The probability of increased tariffs under Trump’s presidency could lead to higher prices for goods and services in response to countries that unfairly charge the US a higher price. China is at the top of the list of countries that could be affected, and the crypto segment could also be impacted as the Federal Reserve may hesitate to cut rates at the desired pace in the future.
Trump’s intentions are to protect the US economy by boosting national manufacturing, but retaliatory measures could raise inflation concerns. A higher rate or a slow cut in rates would mean that investors have little borrowing power, making funds more expensive to acquire and allocate to risky assets like crypto.
This could affect the liquidity of the crypto market, with a higher injection of funds being better for the market. If Trump follows through with his tariff war, the Federal Reserve could be forced to slow down its measures. A quarter cut is anticipated for this Thursday, and the one scheduled for December may see a different number.
Higher rates discourage investors from borrowing funds, affecting their allocation to risky assets like crypto and reducing market liquidity. Rates cuts at a slower pace would translate to less borrowing power and less allocation, leading to insufficient liquidity or liquidity at a lower level.

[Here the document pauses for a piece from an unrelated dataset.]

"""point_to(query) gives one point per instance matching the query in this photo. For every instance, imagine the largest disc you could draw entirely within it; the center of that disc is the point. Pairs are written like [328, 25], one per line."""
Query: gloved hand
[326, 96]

Prices of digital tokens like BTC and ETH may reflect this by slowing down.
One way the current political scenario could work best for the crypto segment is if there is a more supportive environment for it, with whales accumulating BTC and PEPE with hopes of taking profits later in the year. Memecoins are rising, and Trump-themed politico meme tokens are also on the rise. It remains to be seen how seriously Trump executes his commitment to increasing tariffs for international trade.